Couldn't log on til after 10 as I watched the last episode of Spitfire Ace on Ch4.

Fantastic programme, had a tear in my eye at the end when the BofB pilot went up in the Spit.

Never was so much......


----------



## Stan (Aug 7, 2003)

PG,

I saw the first one but missed the rest.









But that's what happens when your minds on mesh.







Or was that fishnet?


----------



## JoT (Aug 12, 2003)

Damn I missed it


----------



## pg tips (May 16, 2003)

Stan & JoT your dedication to the forum is honourable!


----------



## ericp (Feb 23, 2003)

I think they could have junked most of the programme in favour of the last 15 minutes...

Cracking stuff !!!


----------



## JoT (Aug 12, 2003)

pg tips said:


> Stan & JoT your dedication to the forum is honourable!


Thanks Paul














I do my best ... normally not very good ... but at least I try ...

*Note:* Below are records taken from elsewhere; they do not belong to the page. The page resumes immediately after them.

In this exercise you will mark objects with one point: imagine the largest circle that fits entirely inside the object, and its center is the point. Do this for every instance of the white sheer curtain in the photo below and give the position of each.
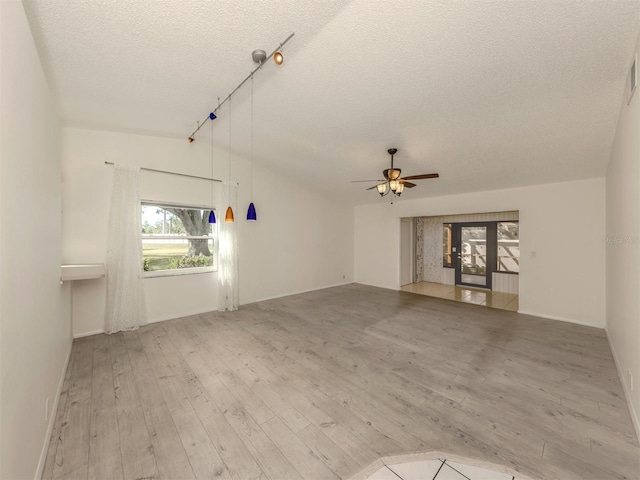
(126, 308)
(228, 253)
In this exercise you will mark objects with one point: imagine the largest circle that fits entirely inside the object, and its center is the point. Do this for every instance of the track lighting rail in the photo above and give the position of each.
(212, 115)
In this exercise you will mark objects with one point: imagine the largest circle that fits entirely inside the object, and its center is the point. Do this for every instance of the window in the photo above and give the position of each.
(508, 247)
(446, 245)
(177, 240)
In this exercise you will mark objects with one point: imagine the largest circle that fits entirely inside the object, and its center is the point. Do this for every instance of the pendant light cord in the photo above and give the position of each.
(212, 165)
(251, 139)
(229, 185)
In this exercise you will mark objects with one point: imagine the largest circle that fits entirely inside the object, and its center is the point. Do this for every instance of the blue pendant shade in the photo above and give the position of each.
(251, 213)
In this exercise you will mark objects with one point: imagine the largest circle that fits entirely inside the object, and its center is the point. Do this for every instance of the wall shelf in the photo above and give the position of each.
(82, 272)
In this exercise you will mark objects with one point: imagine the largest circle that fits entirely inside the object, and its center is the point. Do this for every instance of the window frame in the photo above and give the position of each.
(493, 231)
(182, 271)
(498, 248)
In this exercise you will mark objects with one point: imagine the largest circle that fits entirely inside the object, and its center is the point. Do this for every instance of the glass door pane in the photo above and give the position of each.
(473, 255)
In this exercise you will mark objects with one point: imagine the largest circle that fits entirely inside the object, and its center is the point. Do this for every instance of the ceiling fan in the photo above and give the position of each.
(393, 182)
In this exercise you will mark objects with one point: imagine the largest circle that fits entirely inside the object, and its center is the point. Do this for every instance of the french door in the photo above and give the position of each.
(474, 254)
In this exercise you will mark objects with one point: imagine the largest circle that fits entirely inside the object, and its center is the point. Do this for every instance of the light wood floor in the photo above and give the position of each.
(487, 298)
(322, 384)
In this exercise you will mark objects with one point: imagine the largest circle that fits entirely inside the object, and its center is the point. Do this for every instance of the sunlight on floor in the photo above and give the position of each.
(503, 301)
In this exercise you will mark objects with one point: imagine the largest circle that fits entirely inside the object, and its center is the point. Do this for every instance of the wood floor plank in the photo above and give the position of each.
(73, 447)
(305, 459)
(171, 458)
(331, 454)
(240, 463)
(262, 448)
(138, 460)
(105, 460)
(203, 456)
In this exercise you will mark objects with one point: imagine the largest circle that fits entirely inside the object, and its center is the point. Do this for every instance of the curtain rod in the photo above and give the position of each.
(173, 173)
(212, 115)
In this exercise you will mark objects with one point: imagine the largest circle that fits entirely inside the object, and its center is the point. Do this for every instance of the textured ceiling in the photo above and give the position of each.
(489, 94)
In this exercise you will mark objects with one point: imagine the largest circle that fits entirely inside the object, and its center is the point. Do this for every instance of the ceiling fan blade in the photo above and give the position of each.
(421, 177)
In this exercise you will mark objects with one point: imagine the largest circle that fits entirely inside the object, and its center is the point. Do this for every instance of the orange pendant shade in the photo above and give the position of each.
(229, 215)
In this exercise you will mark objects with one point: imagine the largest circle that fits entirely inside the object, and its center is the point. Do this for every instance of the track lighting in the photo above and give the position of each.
(259, 57)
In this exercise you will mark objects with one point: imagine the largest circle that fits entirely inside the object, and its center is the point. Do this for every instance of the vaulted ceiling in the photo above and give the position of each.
(490, 94)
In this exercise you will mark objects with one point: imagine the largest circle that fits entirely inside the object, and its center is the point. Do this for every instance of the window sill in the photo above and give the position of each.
(179, 272)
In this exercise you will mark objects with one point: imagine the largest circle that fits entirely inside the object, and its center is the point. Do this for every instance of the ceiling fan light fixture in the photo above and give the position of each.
(394, 173)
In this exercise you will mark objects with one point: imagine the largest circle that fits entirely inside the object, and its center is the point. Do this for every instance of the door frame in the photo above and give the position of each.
(491, 249)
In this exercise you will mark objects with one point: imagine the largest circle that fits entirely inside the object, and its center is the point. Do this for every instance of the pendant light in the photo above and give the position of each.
(228, 217)
(212, 214)
(251, 213)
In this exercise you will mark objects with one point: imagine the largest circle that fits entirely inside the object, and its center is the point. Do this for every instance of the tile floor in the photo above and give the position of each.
(503, 301)
(437, 469)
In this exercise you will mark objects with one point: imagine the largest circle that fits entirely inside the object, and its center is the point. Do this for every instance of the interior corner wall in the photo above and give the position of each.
(623, 249)
(301, 241)
(562, 225)
(35, 330)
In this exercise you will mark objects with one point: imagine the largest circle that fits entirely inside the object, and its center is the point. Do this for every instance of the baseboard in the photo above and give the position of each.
(298, 292)
(52, 418)
(87, 334)
(562, 319)
(625, 387)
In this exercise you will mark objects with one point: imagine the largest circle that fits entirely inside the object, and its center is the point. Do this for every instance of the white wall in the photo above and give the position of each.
(300, 242)
(561, 231)
(623, 251)
(35, 330)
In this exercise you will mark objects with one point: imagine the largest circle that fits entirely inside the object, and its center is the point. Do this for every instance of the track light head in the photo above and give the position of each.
(259, 56)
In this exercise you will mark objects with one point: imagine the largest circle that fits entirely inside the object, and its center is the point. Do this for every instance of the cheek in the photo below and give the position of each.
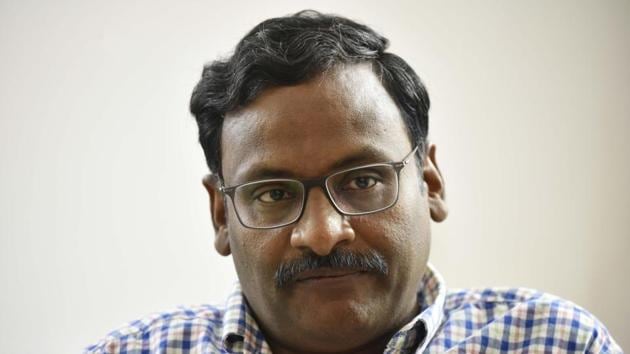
(256, 253)
(401, 233)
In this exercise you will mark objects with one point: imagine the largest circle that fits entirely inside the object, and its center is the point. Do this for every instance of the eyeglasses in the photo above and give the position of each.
(272, 203)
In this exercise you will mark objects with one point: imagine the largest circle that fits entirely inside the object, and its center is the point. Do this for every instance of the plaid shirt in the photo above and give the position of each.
(462, 321)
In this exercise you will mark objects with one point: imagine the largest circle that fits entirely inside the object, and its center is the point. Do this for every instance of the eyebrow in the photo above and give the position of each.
(366, 155)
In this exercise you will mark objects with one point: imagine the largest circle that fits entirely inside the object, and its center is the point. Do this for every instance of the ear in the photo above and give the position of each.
(218, 213)
(435, 186)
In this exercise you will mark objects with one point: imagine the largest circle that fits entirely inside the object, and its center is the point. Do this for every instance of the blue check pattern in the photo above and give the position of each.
(495, 320)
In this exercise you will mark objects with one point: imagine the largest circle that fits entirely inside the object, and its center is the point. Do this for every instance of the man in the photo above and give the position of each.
(322, 189)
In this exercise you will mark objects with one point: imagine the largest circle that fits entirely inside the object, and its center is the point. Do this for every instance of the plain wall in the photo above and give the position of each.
(103, 218)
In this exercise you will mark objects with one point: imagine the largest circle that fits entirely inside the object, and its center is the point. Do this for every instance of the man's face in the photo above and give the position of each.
(342, 119)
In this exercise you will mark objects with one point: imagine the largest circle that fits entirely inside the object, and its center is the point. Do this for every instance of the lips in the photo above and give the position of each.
(325, 273)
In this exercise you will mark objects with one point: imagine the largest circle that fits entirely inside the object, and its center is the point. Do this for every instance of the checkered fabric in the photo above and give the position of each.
(497, 320)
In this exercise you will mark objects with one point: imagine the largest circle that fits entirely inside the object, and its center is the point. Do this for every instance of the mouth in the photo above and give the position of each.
(326, 274)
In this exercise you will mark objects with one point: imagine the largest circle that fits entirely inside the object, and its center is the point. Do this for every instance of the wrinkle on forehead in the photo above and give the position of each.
(304, 126)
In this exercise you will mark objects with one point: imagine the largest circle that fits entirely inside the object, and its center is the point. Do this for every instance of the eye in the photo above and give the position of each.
(274, 195)
(361, 182)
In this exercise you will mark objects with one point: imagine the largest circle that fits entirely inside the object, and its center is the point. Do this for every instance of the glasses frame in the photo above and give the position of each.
(321, 182)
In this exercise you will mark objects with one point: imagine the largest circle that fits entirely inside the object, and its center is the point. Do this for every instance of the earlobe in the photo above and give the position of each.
(435, 186)
(222, 241)
(217, 212)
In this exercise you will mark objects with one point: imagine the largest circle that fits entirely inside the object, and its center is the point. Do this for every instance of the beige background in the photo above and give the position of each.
(103, 218)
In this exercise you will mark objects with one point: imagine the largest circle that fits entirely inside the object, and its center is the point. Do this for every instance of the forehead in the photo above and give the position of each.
(305, 130)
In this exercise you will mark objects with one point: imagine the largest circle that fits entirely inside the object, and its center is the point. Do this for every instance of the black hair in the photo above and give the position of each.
(290, 50)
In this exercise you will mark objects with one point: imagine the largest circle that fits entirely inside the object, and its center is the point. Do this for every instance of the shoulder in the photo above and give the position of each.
(519, 318)
(183, 328)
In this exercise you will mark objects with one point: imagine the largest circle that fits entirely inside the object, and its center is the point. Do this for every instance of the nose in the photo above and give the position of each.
(321, 228)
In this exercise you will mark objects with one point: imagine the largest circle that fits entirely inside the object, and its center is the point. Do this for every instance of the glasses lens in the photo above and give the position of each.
(269, 203)
(364, 189)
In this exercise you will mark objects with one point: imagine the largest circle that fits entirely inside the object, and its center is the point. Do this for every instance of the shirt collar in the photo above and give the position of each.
(419, 331)
(240, 329)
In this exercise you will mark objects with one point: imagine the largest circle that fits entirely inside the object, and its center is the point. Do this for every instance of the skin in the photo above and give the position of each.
(307, 131)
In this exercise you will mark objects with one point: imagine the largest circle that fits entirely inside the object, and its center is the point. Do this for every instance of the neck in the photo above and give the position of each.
(374, 347)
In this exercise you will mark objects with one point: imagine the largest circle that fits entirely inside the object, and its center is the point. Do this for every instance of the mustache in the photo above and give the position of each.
(370, 261)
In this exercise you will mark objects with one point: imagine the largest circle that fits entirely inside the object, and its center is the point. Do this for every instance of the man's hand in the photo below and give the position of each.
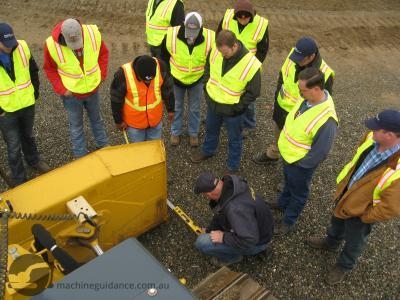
(170, 116)
(217, 236)
(121, 126)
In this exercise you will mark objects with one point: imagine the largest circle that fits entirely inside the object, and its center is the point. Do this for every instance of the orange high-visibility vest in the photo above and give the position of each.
(143, 104)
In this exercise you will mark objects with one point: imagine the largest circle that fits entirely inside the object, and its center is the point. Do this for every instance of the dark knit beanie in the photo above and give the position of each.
(145, 67)
(244, 6)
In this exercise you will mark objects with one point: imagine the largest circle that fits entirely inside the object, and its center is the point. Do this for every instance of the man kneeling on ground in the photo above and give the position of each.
(242, 222)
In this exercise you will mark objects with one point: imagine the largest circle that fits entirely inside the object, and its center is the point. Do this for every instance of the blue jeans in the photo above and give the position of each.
(354, 233)
(233, 126)
(295, 192)
(17, 130)
(74, 107)
(224, 252)
(249, 116)
(195, 93)
(147, 134)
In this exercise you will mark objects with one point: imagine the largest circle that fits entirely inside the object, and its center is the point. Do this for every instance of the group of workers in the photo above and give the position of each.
(224, 67)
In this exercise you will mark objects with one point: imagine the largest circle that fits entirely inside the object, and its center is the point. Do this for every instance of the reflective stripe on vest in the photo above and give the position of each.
(369, 141)
(15, 95)
(158, 23)
(227, 89)
(251, 34)
(384, 182)
(143, 104)
(289, 93)
(185, 66)
(298, 133)
(72, 76)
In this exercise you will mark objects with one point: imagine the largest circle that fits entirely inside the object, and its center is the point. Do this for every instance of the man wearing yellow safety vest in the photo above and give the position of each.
(19, 88)
(368, 191)
(304, 142)
(232, 76)
(75, 62)
(137, 93)
(252, 30)
(160, 15)
(185, 49)
(304, 55)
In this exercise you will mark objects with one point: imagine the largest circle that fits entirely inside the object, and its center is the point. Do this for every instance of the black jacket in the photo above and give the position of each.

... C4's usually full of more yoghurt knitters than the BBC ... typical ... put something decent on and I miss it. And Jon Snow ... what a plonker ... he should go and live in Cuba or North Korea ... he would be happier there.

Did you see that crap the other night on C4 "Invading Iraq: How America and Britain Got It Wrong" according to C4 it was a military disaster - and of course the interview with the General of the Republican Guard got more emphasis and was given more credence than our officers ... what a load of bollox it was ... you would swear we lost the fight !

Feel Sorry for my lad ... he's going back to Iraq / Gulf in a months time ... third time in four years.


----------



## Sargon (Feb 24, 2003)

Love the new icon Jot. Im a Dalek fan from way back. Everybody loves a villan that can't climb stairs.


----------



## JoT (Aug 12, 2003)

Sargon said:


> Love the new icon Jot. Im a Dalek fan from way back. Everybody loves a villan that can't climb stairs.


Can't climb stairs ... HA ... be very afraid






























Daleks Climbing Stairs


----------



## JoT (Aug 12, 2003)

I have found a site selling half size Daleks - I am finding it difficult to resist - should I get one







....... or put it towards a watch


----------



## ericp (Feb 23, 2003)

That depends on wether or not the half size dalek comes on a strap or a bracelet....

Personally I think they would look nice on a tan leather strap with steel buckle.


----------



## JoT (Aug 12, 2003)

ericp said:


> That depends on wether or not the half size dalek comes on a strap or a bracelet....
> 
> Personally I think they would look nice on a tan leather strap with steel buckle.


 A Dalek watch ! I have heard of Dr Who watches ... but a Dalek watch ... now thats a thought ... I bet Ron has one 

I am on a mission now !


----------



## MIKE (Feb 23, 2003)

pg tips said:


> had a tear in my eye at the end when the BofB pilot went up in the Spit.
> 
> Never was so much......


Hi PG,

Back to the program, if was not for "the few" I might be typing this in German. Great program and you where not on your own with a tear in your eye.

We must never forget

MIKE..


----------